Section 1: Erroneous felony conviction claims; class of eligible persons; burden of proof; definitions; right to jury trial
Section 1. (A) A claim may be brought against the commonwealth for an erroneous felony conviction resulting in incarceration as provided in this chapter.
(B) The class of persons eligible to obtain relief under this chapter shall be limited to the following:?
(i) those that have been granted a full pardon pursuant to section 152 of chapter 127, if the governor expressly states in writing his belief in the individual's innocence, or
(ii) those who have been granted judicial relief by a state court of competent jurisdiction, on grounds which tend to establish the innocence of the individual as set forth in clause (vi) of subsection (C), and if (a) the judicial relief vacates or reverses the judgment of a felony conviction, and the felony indictment or complaint used to charge the individual with such felony has been dismissed, or if a new trial was ordered, the individual was not retried and the felony indictment or complaint was dismissed or a nolle prosequi was entered, or if a new trial was ordered the individual was found not guilty at the new trial; and (b) at the time of the filing of an action under this chapter no criminal proceeding is pending or can be brought against the individual by a district attorney or the attorney general for any act associated with such felony conviction.
(C) In order for an individual to prevail and recover damages against the commonwealth in a cause of action brought under this chapter, the individual must establish, by clear and convincing evidence, that:?
(i) he is a member of the class of persons defined in subsection (B);
(ii) he was convicted of an offense classified as a felony;
(iii) he did not plead guilty to the offense charged, or to any lesser included offense, unless such guilty plea was withdrawn, vacated or nullified by operation of law on a basis other than a claimed deficiency in the plea warnings required by section 29D of chapter 278;
(iv) he was sentenced to incarceration for not less than 1 year in state prison or a house of correction as a result of the conviction and has served all or any part of such sentence;
(v) he was incarcerated solely on the basis of the conviction for the offense that is the subject of the claim;
(vi) he did not commit the crimes or crime charged in the indictment or complaint or any other felony arising out of or reasonably connected to the facts supporting the indictment or complaint, or any lesser included felony; and
(vii) to the extent that he is guilty of conduct that would have justified a conviction of any lesser included misdemeanor arising out of or reasonably connected to facts supporting the indictment or complaint, that he has served the maximum sentence he would have received for such lesser included misdemeanor and not less than one additional year in a prison.

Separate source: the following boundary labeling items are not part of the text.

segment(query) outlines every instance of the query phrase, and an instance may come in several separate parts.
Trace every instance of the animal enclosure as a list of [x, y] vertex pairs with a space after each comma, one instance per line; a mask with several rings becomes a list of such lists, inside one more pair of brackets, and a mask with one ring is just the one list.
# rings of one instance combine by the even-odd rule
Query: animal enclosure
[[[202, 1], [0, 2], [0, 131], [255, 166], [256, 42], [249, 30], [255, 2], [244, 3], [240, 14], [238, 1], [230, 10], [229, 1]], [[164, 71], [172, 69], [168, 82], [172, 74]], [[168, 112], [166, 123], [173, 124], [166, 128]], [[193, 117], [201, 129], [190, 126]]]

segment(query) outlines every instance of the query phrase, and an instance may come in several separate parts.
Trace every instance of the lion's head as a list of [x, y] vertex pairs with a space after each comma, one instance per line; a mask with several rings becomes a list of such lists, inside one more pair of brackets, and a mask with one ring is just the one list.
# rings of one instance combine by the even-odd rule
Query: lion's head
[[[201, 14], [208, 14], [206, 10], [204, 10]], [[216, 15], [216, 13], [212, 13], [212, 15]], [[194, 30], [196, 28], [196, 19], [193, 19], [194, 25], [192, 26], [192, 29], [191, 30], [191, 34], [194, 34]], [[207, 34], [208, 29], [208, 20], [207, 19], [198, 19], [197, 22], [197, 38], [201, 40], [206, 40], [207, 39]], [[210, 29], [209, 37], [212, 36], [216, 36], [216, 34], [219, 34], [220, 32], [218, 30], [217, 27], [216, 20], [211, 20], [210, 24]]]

(D) The claimant shall attach to his claim certified copies of: the mittimus that shows the claimant's sentence to incarceration and; the warrants necessary to grant a pardon pursuant to section 152 of chapter 127 or; criminal case docket entries or documents related thereto in the case of judicial relief.
(E) For the purposes of this chapter ''conviction'' or ''convicted'' shall include an adjudication as a youthful offender, if such adjudication resulted in the youthful offender's incarceration in a house of correction or state prison.
(F) The commonwealth and any individual filing an action for compensation under this chapter shall have the right to a jury trial on any action so filed. In the interest of doing substantial justice, with regard to weight and admissibility of evidence submitted by the claimant or the commonwealth, the court presiding at a jury-waived trial shall exercise its discretion by giving due consideration to any difficulties of proof caused by the passage of time, the death or unavailability or witnesses, or other factors not caused by the claimant, or those acting on the claimant's or the commonwealth's behalf. At a jury trial, the court shall consider these same factors as part of the exercise of its discretion when determining the admissibility and weight of evidence, and the court shall instruct the jury that it may consider the same factors when it weighs the evidence presented at trial. No evidence proffered by any party shall be excluded on grounds that it was seized or obtained in violation of the Fourth, Fifth or Sixth amendments to the Constitution of the United States, or in violation of Articles 12 or 14 of Part the First of the Constitution of Massachusetts.